As I've mentioned in the past, I've outlived and outfought many personal physicians. Since I'm numbering my dentists, I figured I'd start lettering my doctors. I think I'm up to "D" this year. This is my regular medical doctor. Since it's an eye problem, I should be going to my eye doctor, but my eye doctor isn't paid for by my insurance unless I get a referral from my regular doctor first. I called and made an appointment.
It turned out that Doctor D's staff had been trying to contact me anyway. Apparently, I was due for a checkup and some lab work. They were mad that I hadn't rescheduled when I'd cancelled my last checkup.
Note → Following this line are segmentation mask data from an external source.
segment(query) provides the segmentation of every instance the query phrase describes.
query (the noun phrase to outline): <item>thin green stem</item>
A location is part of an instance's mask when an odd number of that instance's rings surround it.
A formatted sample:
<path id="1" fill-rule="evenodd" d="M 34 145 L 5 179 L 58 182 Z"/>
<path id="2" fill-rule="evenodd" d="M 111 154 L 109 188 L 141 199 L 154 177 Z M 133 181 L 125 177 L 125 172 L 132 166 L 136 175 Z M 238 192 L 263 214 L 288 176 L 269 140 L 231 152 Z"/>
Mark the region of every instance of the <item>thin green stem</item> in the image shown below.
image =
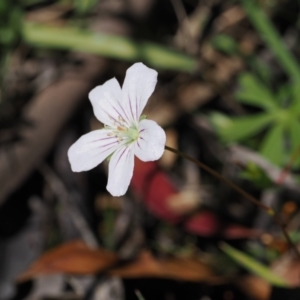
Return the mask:
<path id="1" fill-rule="evenodd" d="M 264 205 L 263 203 L 261 203 L 259 200 L 257 200 L 255 197 L 253 197 L 252 195 L 250 195 L 249 193 L 247 193 L 244 189 L 240 188 L 239 186 L 237 186 L 235 183 L 233 183 L 231 180 L 227 179 L 226 177 L 224 177 L 223 175 L 221 175 L 220 173 L 216 172 L 215 170 L 213 170 L 212 168 L 210 168 L 209 166 L 207 166 L 206 164 L 204 164 L 203 162 L 177 150 L 174 148 L 171 148 L 169 146 L 165 146 L 165 149 L 168 151 L 171 151 L 191 162 L 193 162 L 194 164 L 196 164 L 197 166 L 199 166 L 201 169 L 205 170 L 206 172 L 208 172 L 209 174 L 211 174 L 212 176 L 214 176 L 215 178 L 219 179 L 220 181 L 224 182 L 225 184 L 227 184 L 229 187 L 231 187 L 232 189 L 234 189 L 236 192 L 238 192 L 240 195 L 242 195 L 244 198 L 246 198 L 247 200 L 249 200 L 250 202 L 252 202 L 253 204 L 255 204 L 256 206 L 258 206 L 260 209 L 262 209 L 263 211 L 265 211 L 269 216 L 271 216 L 274 220 L 274 222 L 280 227 L 283 236 L 285 237 L 289 247 L 291 249 L 293 249 L 293 251 L 295 252 L 296 256 L 298 258 L 300 258 L 300 253 L 297 249 L 297 247 L 295 246 L 295 244 L 292 242 L 291 238 L 289 237 L 288 232 L 285 229 L 285 226 L 280 218 L 280 216 L 269 206 Z"/>

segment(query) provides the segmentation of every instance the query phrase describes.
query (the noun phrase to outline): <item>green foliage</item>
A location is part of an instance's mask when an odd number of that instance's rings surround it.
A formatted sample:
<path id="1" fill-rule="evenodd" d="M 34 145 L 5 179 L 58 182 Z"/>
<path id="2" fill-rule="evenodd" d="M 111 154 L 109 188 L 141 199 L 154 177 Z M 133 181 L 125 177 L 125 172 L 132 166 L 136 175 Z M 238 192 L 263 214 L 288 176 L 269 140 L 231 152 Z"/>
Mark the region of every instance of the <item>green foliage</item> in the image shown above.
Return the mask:
<path id="1" fill-rule="evenodd" d="M 150 42 L 94 33 L 76 27 L 51 27 L 25 23 L 24 40 L 33 46 L 47 49 L 82 51 L 126 61 L 143 61 L 157 68 L 192 72 L 196 60 L 185 54 Z"/>
<path id="2" fill-rule="evenodd" d="M 270 50 L 274 53 L 282 68 L 286 71 L 295 84 L 299 83 L 300 68 L 298 62 L 286 48 L 286 45 L 282 41 L 279 33 L 269 20 L 266 13 L 254 0 L 240 0 L 240 2 L 253 26 Z"/>
<path id="3" fill-rule="evenodd" d="M 273 119 L 265 113 L 230 118 L 221 113 L 212 113 L 210 119 L 224 141 L 245 140 L 260 132 Z"/>
<path id="4" fill-rule="evenodd" d="M 242 74 L 239 82 L 236 99 L 264 112 L 232 118 L 213 113 L 211 121 L 217 132 L 224 141 L 232 142 L 245 141 L 266 129 L 258 150 L 274 164 L 285 164 L 300 145 L 300 101 L 291 98 L 293 85 L 280 87 L 275 95 L 252 74 Z"/>
<path id="5" fill-rule="evenodd" d="M 240 89 L 236 93 L 236 99 L 262 112 L 232 118 L 213 113 L 211 121 L 226 142 L 245 141 L 260 134 L 257 137 L 256 144 L 259 147 L 256 150 L 274 164 L 284 165 L 288 157 L 300 146 L 300 67 L 257 1 L 240 0 L 240 2 L 254 28 L 289 75 L 290 82 L 280 86 L 276 93 L 273 93 L 265 85 L 270 81 L 269 75 L 257 68 L 257 60 L 248 59 L 251 68 L 260 78 L 254 73 L 242 74 L 239 77 Z M 228 41 L 226 43 L 233 44 Z M 265 83 L 261 78 L 265 79 Z M 294 166 L 299 164 L 300 159 Z"/>
<path id="6" fill-rule="evenodd" d="M 17 1 L 0 1 L 0 86 L 6 72 L 10 53 L 20 38 L 22 10 Z M 0 100 L 1 101 L 1 100 Z"/>
<path id="7" fill-rule="evenodd" d="M 238 101 L 244 104 L 254 105 L 268 111 L 278 108 L 270 90 L 254 75 L 250 73 L 242 74 L 239 77 L 239 84 L 241 89 L 236 94 Z"/>
<path id="8" fill-rule="evenodd" d="M 236 41 L 227 34 L 218 34 L 211 40 L 212 46 L 228 55 L 233 55 L 238 52 Z"/>
<path id="9" fill-rule="evenodd" d="M 272 186 L 267 174 L 255 163 L 249 162 L 241 172 L 241 178 L 251 181 L 257 188 L 265 189 Z"/>
<path id="10" fill-rule="evenodd" d="M 74 0 L 74 8 L 79 15 L 84 15 L 90 12 L 97 2 L 98 0 Z"/>
<path id="11" fill-rule="evenodd" d="M 286 288 L 289 287 L 288 283 L 284 279 L 275 275 L 268 267 L 259 263 L 256 259 L 246 253 L 237 250 L 226 243 L 222 243 L 220 248 L 240 266 L 263 278 L 270 284 Z"/>
<path id="12" fill-rule="evenodd" d="M 0 45 L 13 46 L 19 38 L 22 20 L 22 10 L 16 3 L 0 2 Z"/>

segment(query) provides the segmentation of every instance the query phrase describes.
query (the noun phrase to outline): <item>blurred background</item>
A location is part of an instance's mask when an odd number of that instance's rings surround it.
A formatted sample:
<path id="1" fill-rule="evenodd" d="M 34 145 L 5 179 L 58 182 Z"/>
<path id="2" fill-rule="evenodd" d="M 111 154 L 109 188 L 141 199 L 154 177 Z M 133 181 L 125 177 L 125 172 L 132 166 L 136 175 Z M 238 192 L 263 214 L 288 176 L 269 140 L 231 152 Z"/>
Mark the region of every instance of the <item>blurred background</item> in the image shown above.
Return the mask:
<path id="1" fill-rule="evenodd" d="M 274 209 L 300 242 L 298 0 L 0 0 L 0 299 L 300 299 L 259 207 L 166 151 L 124 197 L 69 147 L 88 92 L 135 62 L 167 145 Z"/>

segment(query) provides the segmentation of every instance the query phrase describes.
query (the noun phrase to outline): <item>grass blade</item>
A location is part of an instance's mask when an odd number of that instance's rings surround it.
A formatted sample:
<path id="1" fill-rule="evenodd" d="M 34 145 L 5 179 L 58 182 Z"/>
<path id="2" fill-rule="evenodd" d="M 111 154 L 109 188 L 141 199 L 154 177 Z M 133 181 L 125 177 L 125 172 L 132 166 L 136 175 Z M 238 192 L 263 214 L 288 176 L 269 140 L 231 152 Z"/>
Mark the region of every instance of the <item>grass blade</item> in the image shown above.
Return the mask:
<path id="1" fill-rule="evenodd" d="M 185 72 L 197 68 L 196 60 L 185 54 L 150 42 L 80 30 L 24 23 L 24 40 L 33 46 L 49 49 L 82 51 L 126 61 L 143 61 L 153 67 Z"/>
<path id="2" fill-rule="evenodd" d="M 285 69 L 290 78 L 300 82 L 300 68 L 292 53 L 286 48 L 282 38 L 269 20 L 263 9 L 254 0 L 240 0 L 253 26 L 262 39 L 273 51 L 278 62 Z"/>
<path id="3" fill-rule="evenodd" d="M 222 243 L 220 248 L 239 265 L 263 278 L 270 284 L 286 288 L 289 287 L 289 284 L 284 279 L 274 274 L 268 267 L 257 262 L 251 256 L 231 247 L 226 243 Z"/>

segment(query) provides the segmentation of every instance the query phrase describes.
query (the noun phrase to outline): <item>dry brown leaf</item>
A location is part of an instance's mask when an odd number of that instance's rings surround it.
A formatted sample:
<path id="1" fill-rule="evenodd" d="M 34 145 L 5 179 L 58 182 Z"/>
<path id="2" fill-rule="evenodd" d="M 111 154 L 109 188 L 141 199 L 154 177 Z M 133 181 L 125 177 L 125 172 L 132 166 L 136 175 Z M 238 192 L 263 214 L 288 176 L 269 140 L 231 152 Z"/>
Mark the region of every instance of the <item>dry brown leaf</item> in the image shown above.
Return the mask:
<path id="1" fill-rule="evenodd" d="M 185 281 L 218 283 L 210 267 L 195 257 L 155 258 L 149 251 L 142 251 L 132 262 L 114 267 L 117 255 L 103 249 L 93 250 L 81 241 L 72 241 L 42 255 L 18 282 L 24 282 L 39 275 L 66 273 L 72 275 L 95 274 L 107 269 L 107 273 L 122 278 L 156 277 Z M 110 270 L 109 267 L 112 267 Z M 222 281 L 223 279 L 221 279 Z"/>
<path id="2" fill-rule="evenodd" d="M 271 285 L 254 275 L 247 275 L 237 281 L 238 287 L 255 300 L 268 300 L 271 295 Z"/>
<path id="3" fill-rule="evenodd" d="M 109 271 L 122 278 L 157 277 L 185 281 L 213 282 L 216 276 L 209 266 L 196 258 L 155 258 L 143 251 L 132 263 Z"/>
<path id="4" fill-rule="evenodd" d="M 40 274 L 94 274 L 117 261 L 114 253 L 91 249 L 82 241 L 72 241 L 43 254 L 17 281 L 23 282 Z"/>
<path id="5" fill-rule="evenodd" d="M 272 270 L 291 286 L 300 286 L 300 260 L 294 257 L 294 253 L 288 252 L 281 256 L 273 263 Z"/>

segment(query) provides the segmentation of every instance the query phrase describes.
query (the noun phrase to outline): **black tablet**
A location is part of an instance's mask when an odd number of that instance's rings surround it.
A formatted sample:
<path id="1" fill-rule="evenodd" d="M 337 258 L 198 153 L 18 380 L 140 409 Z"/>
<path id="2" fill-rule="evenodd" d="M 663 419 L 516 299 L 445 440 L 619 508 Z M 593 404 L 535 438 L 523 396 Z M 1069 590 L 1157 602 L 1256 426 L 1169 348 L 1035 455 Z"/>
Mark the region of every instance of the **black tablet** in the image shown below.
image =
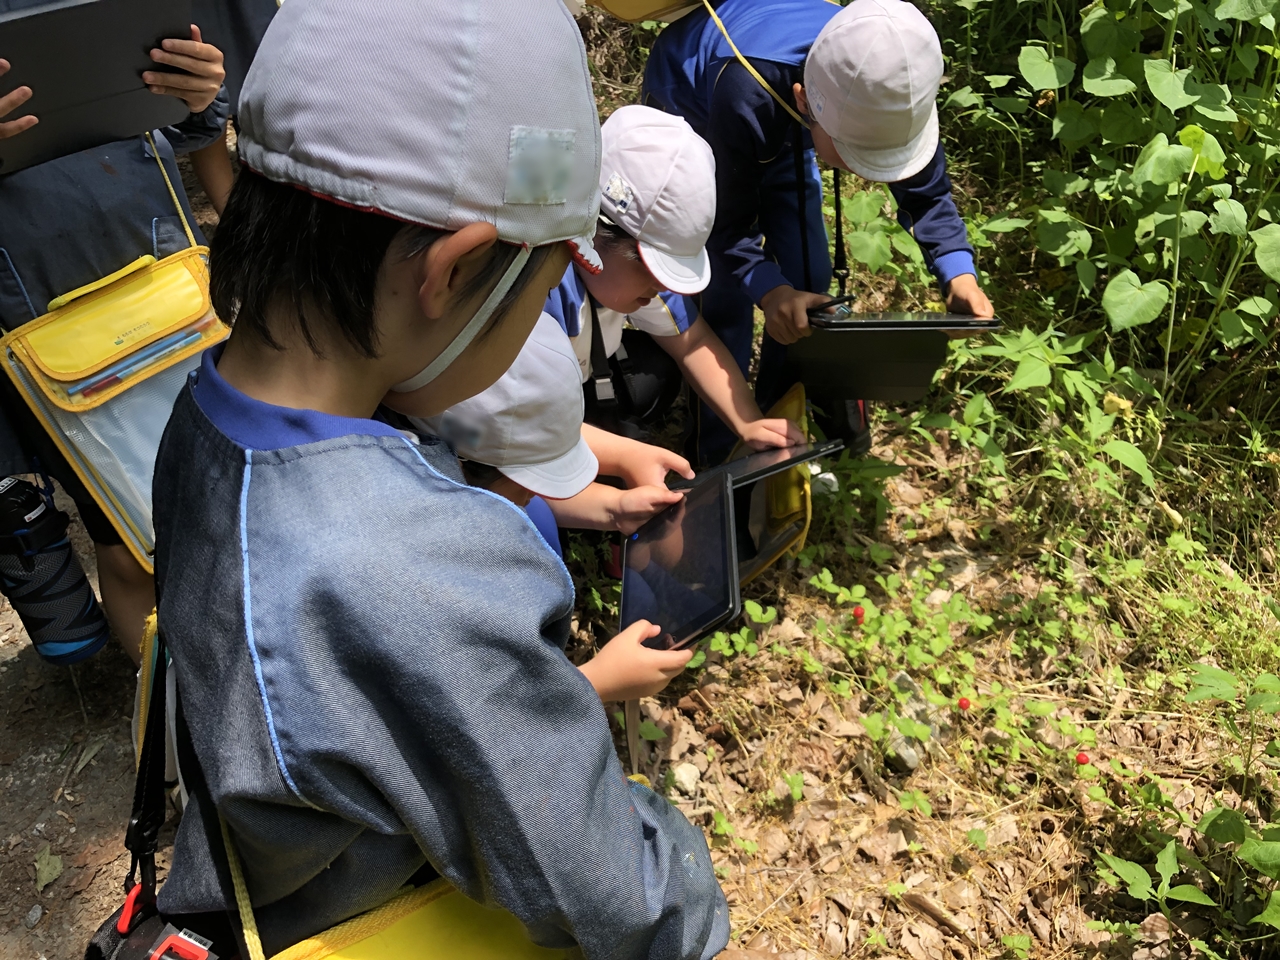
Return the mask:
<path id="1" fill-rule="evenodd" d="M 787 347 L 787 361 L 791 375 L 819 406 L 843 400 L 909 403 L 929 391 L 949 342 L 932 326 L 829 329 L 815 324 L 809 336 Z"/>
<path id="2" fill-rule="evenodd" d="M 941 330 L 956 333 L 986 333 L 999 330 L 999 317 L 973 317 L 967 313 L 850 313 L 841 297 L 809 311 L 809 325 L 824 330 Z M 828 307 L 835 312 L 827 313 Z"/>
<path id="3" fill-rule="evenodd" d="M 7 119 L 30 130 L 0 140 L 0 176 L 186 119 L 186 103 L 142 82 L 172 70 L 150 57 L 166 38 L 191 36 L 191 0 L 57 0 L 0 14 L 0 96 L 31 88 Z"/>
<path id="4" fill-rule="evenodd" d="M 733 488 L 716 471 L 628 537 L 622 548 L 622 622 L 648 620 L 659 650 L 686 647 L 738 615 Z"/>
<path id="5" fill-rule="evenodd" d="M 672 490 L 686 490 L 697 483 L 701 483 L 710 473 L 724 471 L 729 475 L 729 481 L 733 484 L 733 488 L 737 490 L 740 487 L 755 483 L 757 480 L 771 477 L 775 473 L 781 473 L 783 470 L 794 467 L 798 463 L 807 463 L 810 460 L 818 459 L 818 457 L 834 456 L 843 449 L 843 440 L 827 440 L 822 443 L 797 443 L 791 447 L 760 450 L 756 453 L 749 453 L 745 457 L 730 460 L 718 467 L 713 467 L 711 470 L 703 471 L 692 480 L 677 480 L 670 484 L 670 487 Z"/>

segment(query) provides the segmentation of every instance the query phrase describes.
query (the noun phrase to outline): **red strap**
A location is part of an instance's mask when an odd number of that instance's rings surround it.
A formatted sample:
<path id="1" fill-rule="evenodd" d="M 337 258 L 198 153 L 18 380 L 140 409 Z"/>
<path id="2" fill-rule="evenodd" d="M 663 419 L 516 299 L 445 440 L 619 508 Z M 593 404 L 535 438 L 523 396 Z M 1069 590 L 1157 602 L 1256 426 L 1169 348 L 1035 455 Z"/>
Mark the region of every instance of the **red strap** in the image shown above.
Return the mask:
<path id="1" fill-rule="evenodd" d="M 124 909 L 120 911 L 120 919 L 116 921 L 116 932 L 122 937 L 129 935 L 133 926 L 133 918 L 138 915 L 138 896 L 142 893 L 142 884 L 135 883 L 128 896 L 124 898 Z"/>
<path id="2" fill-rule="evenodd" d="M 209 956 L 209 951 L 200 946 L 200 944 L 192 943 L 186 937 L 171 933 L 160 946 L 151 952 L 150 960 L 163 960 L 165 954 L 170 952 L 175 957 L 181 957 L 182 960 L 208 960 Z"/>

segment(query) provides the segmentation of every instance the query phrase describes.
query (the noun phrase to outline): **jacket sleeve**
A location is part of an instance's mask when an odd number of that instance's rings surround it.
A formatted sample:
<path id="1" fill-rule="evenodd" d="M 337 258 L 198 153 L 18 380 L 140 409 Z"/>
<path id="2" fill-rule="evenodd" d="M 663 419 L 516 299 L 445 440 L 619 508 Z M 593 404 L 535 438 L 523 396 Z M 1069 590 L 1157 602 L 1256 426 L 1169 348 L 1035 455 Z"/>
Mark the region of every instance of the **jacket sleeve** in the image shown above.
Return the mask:
<path id="1" fill-rule="evenodd" d="M 231 115 L 231 101 L 227 97 L 227 88 L 223 87 L 214 97 L 213 103 L 200 113 L 187 115 L 181 123 L 171 127 L 161 127 L 160 132 L 173 145 L 176 154 L 191 153 L 201 147 L 207 147 L 227 129 L 227 117 Z"/>
<path id="2" fill-rule="evenodd" d="M 753 65 L 787 95 L 789 76 L 778 64 Z M 708 243 L 712 274 L 734 277 L 758 304 L 774 287 L 791 285 L 764 252 L 759 219 L 766 165 L 789 142 L 793 121 L 736 61 L 716 80 L 709 116 L 707 141 L 716 158 L 716 222 Z"/>
<path id="3" fill-rule="evenodd" d="M 562 650 L 567 571 L 507 501 L 470 488 L 449 499 L 448 529 L 431 532 L 437 519 L 377 546 L 380 599 L 341 585 L 366 602 L 326 633 L 351 696 L 377 693 L 369 743 L 387 733 L 340 764 L 384 801 L 344 814 L 377 822 L 390 804 L 436 870 L 544 946 L 576 943 L 588 960 L 714 956 L 729 920 L 706 840 L 624 776 L 604 706 Z M 300 766 L 308 802 L 351 804 L 326 757 Z"/>
<path id="4" fill-rule="evenodd" d="M 898 202 L 898 222 L 920 244 L 925 263 L 944 290 L 963 273 L 977 274 L 964 221 L 951 199 L 951 178 L 941 143 L 923 170 L 889 184 L 889 191 Z"/>

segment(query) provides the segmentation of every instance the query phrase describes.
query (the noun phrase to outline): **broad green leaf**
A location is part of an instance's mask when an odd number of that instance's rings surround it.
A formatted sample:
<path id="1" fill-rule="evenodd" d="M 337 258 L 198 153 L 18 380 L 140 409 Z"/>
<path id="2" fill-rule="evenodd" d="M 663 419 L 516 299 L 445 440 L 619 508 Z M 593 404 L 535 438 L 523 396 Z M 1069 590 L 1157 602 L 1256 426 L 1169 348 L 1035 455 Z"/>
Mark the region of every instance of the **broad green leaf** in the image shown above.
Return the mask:
<path id="1" fill-rule="evenodd" d="M 859 263 L 865 263 L 872 273 L 893 259 L 893 248 L 889 244 L 889 235 L 886 233 L 855 230 L 846 236 L 849 242 L 849 256 Z"/>
<path id="2" fill-rule="evenodd" d="M 1156 855 L 1156 873 L 1160 874 L 1160 896 L 1164 896 L 1169 890 L 1169 881 L 1174 878 L 1178 872 L 1178 848 L 1177 844 L 1170 840 L 1164 845 L 1164 849 Z"/>
<path id="3" fill-rule="evenodd" d="M 1170 887 L 1169 892 L 1165 895 L 1166 900 L 1178 900 L 1182 903 L 1199 903 L 1206 907 L 1216 907 L 1217 904 L 1199 887 L 1190 883 L 1180 883 L 1176 887 Z"/>
<path id="4" fill-rule="evenodd" d="M 859 190 L 844 201 L 844 215 L 853 223 L 870 223 L 880 218 L 884 194 L 879 190 Z"/>
<path id="5" fill-rule="evenodd" d="M 1030 226 L 1030 224 L 1030 220 L 1023 220 L 1019 217 L 992 217 L 979 229 L 983 233 L 1012 233 L 1014 230 L 1021 230 L 1023 227 Z"/>
<path id="6" fill-rule="evenodd" d="M 1280 841 L 1250 838 L 1240 844 L 1236 856 L 1259 873 L 1280 880 Z"/>
<path id="7" fill-rule="evenodd" d="M 1147 60 L 1142 64 L 1142 72 L 1146 75 L 1147 86 L 1152 95 L 1170 110 L 1181 110 L 1189 107 L 1198 99 L 1187 93 L 1188 70 L 1175 70 L 1168 60 Z"/>
<path id="8" fill-rule="evenodd" d="M 1268 223 L 1249 236 L 1258 245 L 1253 256 L 1262 272 L 1272 280 L 1280 280 L 1280 223 Z"/>
<path id="9" fill-rule="evenodd" d="M 1148 487 L 1155 486 L 1156 479 L 1151 475 L 1146 455 L 1128 440 L 1108 440 L 1102 452 L 1136 473 Z"/>
<path id="10" fill-rule="evenodd" d="M 1234 700 L 1239 696 L 1240 681 L 1233 673 L 1207 663 L 1193 663 L 1196 686 L 1187 694 L 1187 703 L 1201 700 Z"/>
<path id="11" fill-rule="evenodd" d="M 988 103 L 997 109 L 1003 110 L 1005 113 L 1024 114 L 1030 107 L 1027 101 L 1022 97 L 992 97 Z"/>
<path id="12" fill-rule="evenodd" d="M 1227 233 L 1233 237 L 1243 237 L 1245 227 L 1249 223 L 1249 214 L 1239 200 L 1217 200 L 1213 204 L 1214 212 L 1209 216 L 1210 233 Z"/>
<path id="13" fill-rule="evenodd" d="M 1129 45 L 1129 36 L 1122 31 L 1120 21 L 1105 4 L 1099 4 L 1085 14 L 1080 23 L 1080 38 L 1089 56 L 1095 59 L 1115 57 L 1126 52 Z"/>
<path id="14" fill-rule="evenodd" d="M 1006 86 L 1013 77 L 1007 73 L 990 73 L 982 79 L 987 81 L 987 85 L 992 90 L 999 90 L 1001 87 Z"/>
<path id="15" fill-rule="evenodd" d="M 1244 708 L 1246 710 L 1256 710 L 1258 713 L 1275 714 L 1280 711 L 1280 693 L 1268 693 L 1267 691 L 1251 693 L 1245 698 Z"/>
<path id="16" fill-rule="evenodd" d="M 1222 0 L 1213 15 L 1219 20 L 1258 20 L 1275 9 L 1275 0 Z"/>
<path id="17" fill-rule="evenodd" d="M 62 876 L 62 858 L 49 851 L 49 844 L 46 843 L 36 854 L 37 893 Z"/>
<path id="18" fill-rule="evenodd" d="M 1151 875 L 1145 868 L 1132 860 L 1122 860 L 1109 853 L 1100 853 L 1098 856 L 1115 871 L 1116 876 L 1124 881 L 1125 886 L 1129 888 L 1129 896 L 1135 900 L 1153 899 L 1155 891 L 1151 889 Z"/>
<path id="19" fill-rule="evenodd" d="M 1049 57 L 1044 47 L 1025 46 L 1018 54 L 1018 72 L 1036 90 L 1057 90 L 1071 82 L 1076 65 L 1065 57 Z"/>
<path id="20" fill-rule="evenodd" d="M 1095 97 L 1122 97 L 1138 89 L 1136 83 L 1119 71 L 1111 57 L 1094 57 L 1086 63 L 1080 81 L 1085 92 Z"/>
<path id="21" fill-rule="evenodd" d="M 1053 375 L 1049 370 L 1049 361 L 1043 357 L 1026 357 L 1018 364 L 1013 377 L 1005 384 L 1005 392 L 1028 390 L 1032 387 L 1047 387 Z"/>
<path id="22" fill-rule="evenodd" d="M 1196 824 L 1197 830 L 1218 843 L 1244 843 L 1244 828 L 1244 817 L 1230 807 L 1214 807 Z"/>
<path id="23" fill-rule="evenodd" d="M 1231 102 L 1231 90 L 1221 83 L 1197 83 L 1194 80 L 1187 84 L 1187 93 L 1199 97 L 1196 101 L 1196 113 L 1210 120 L 1223 123 L 1235 123 L 1240 118 L 1227 104 Z"/>
<path id="24" fill-rule="evenodd" d="M 1253 680 L 1253 689 L 1265 690 L 1267 693 L 1280 693 L 1280 677 L 1274 673 L 1259 674 Z"/>
<path id="25" fill-rule="evenodd" d="M 1243 310 L 1251 317 L 1270 317 L 1275 306 L 1266 297 L 1245 297 L 1236 304 L 1237 309 Z"/>
<path id="26" fill-rule="evenodd" d="M 1276 895 L 1273 890 L 1270 898 L 1267 900 L 1267 909 L 1249 921 L 1250 923 L 1265 923 L 1280 930 L 1280 896 Z"/>
<path id="27" fill-rule="evenodd" d="M 1122 270 L 1107 283 L 1102 309 L 1114 331 L 1150 323 L 1169 302 L 1169 288 L 1152 280 L 1143 283 L 1132 270 Z"/>
<path id="28" fill-rule="evenodd" d="M 1087 254 L 1093 246 L 1089 228 L 1065 210 L 1046 207 L 1040 211 L 1040 224 L 1036 228 L 1040 249 L 1055 257 Z"/>
<path id="29" fill-rule="evenodd" d="M 1135 183 L 1164 185 L 1177 183 L 1191 172 L 1195 152 L 1190 147 L 1175 146 L 1163 133 L 1157 133 L 1142 148 L 1133 165 Z"/>
<path id="30" fill-rule="evenodd" d="M 1178 140 L 1184 147 L 1190 147 L 1196 156 L 1196 173 L 1207 173 L 1215 180 L 1221 180 L 1227 174 L 1225 166 L 1227 155 L 1222 151 L 1222 144 L 1203 127 L 1189 123 L 1178 131 Z"/>
<path id="31" fill-rule="evenodd" d="M 1098 132 L 1098 126 L 1074 100 L 1060 100 L 1053 117 L 1053 136 L 1066 143 L 1083 143 Z"/>
<path id="32" fill-rule="evenodd" d="M 659 727 L 652 720 L 640 721 L 640 729 L 637 732 L 640 734 L 641 738 L 645 740 L 667 739 L 667 735 L 662 732 L 662 728 Z"/>
<path id="33" fill-rule="evenodd" d="M 977 849 L 979 850 L 987 849 L 987 831 L 974 827 L 972 830 L 966 833 L 964 837 L 971 844 L 973 844 Z"/>
<path id="34" fill-rule="evenodd" d="M 1143 116 L 1127 103 L 1108 103 L 1102 108 L 1099 129 L 1108 143 L 1136 143 L 1142 136 Z"/>

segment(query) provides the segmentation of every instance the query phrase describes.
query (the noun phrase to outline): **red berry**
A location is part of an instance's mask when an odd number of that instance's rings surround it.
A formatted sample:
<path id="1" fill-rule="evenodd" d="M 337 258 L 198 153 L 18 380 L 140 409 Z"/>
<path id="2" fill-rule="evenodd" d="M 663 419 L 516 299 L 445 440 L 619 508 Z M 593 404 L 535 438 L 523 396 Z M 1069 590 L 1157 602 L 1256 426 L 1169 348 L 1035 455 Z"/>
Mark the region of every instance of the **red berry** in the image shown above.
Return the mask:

"I didn't cancel my last checkup," I informed them. "You did. I scheduled a checkup months ago. You called me a week later to tell me that Doctor D wouldn't be in the office that day and scheduled me for a month later. You called me a week after that to tell me that Doctor D wouldn't be in the office on the new day and scheduled me for a month later. You called me a week after that to tell me the same thing. According to my little card here, I'm still scheduled to come in next month for that checkup I should have had at the start of the year. I just want to come in now instead of waiting because my eye is hurting."
"Okay, Mister Cheek," came the cheerful reply. "We've got you scheduled for a checkup and lab work tomorrow..."
Tomorrow came. Doctor D gave me the usual quick once over, apparently disappointed that I hadn't developed a heart murmur or swollen ankles since my last visit. On his way out the door, Doctor D casually asked if I had any other problems he needed to know about, and then he had to turn around and come back in when I mentioned my eye. After poking and prodding a bit, he advised me to try warm compresses and return in a week if I did not see improvement. He also suggested that I move on to the lab area to get some blood drawn. I was prepared for this and had drunk several glasses of water that day in preparation, in addition to having eaten a hefty meal with lots of iron rich food for lunch. I didn't want to have to get stuck multiple times due to low blood volume.
"You've been fasting since yesterday, right?" Doctor D asked. "You've had nothing to eat or drink today?"
"I specifically asked when I made the appointment, and I was told that this wasn't the lab work where I have to be fasting," I told him. "I was very clear on this, because if I was supposed to be fasting, I wanted the appointment for as early in the day as I could get it."
"Well, we can't check blah blah blah or yada yada yada without you fasting," he said. Actually, I'm not entirely sure what he said, as my head was swimming at that point. What I am sure of is that at least one of the tests he mentioned as requiring a fast was one that I had been specifically told in the past did not require a fast.
Not that I'm entirely sure what constitutes a fast, mind you. In the past, I've been told any of the following:
They managed to squeeze me into the lab schedule the next day. A few days hence, they called to tell me that the labs had come back, everything was perfectly normal, there was nothing to worry about, and, by the way, when I got home, I needed to take three of a certain pill that I normally took once a day, and start taking it twice a day thereafter. They couldn't go into details about what this meant, mind you.
I was told to discuss it with my doctor during my next regularly scheduled checkup.
P.S. Since writing this, the eye is doing better. Thanks for asking.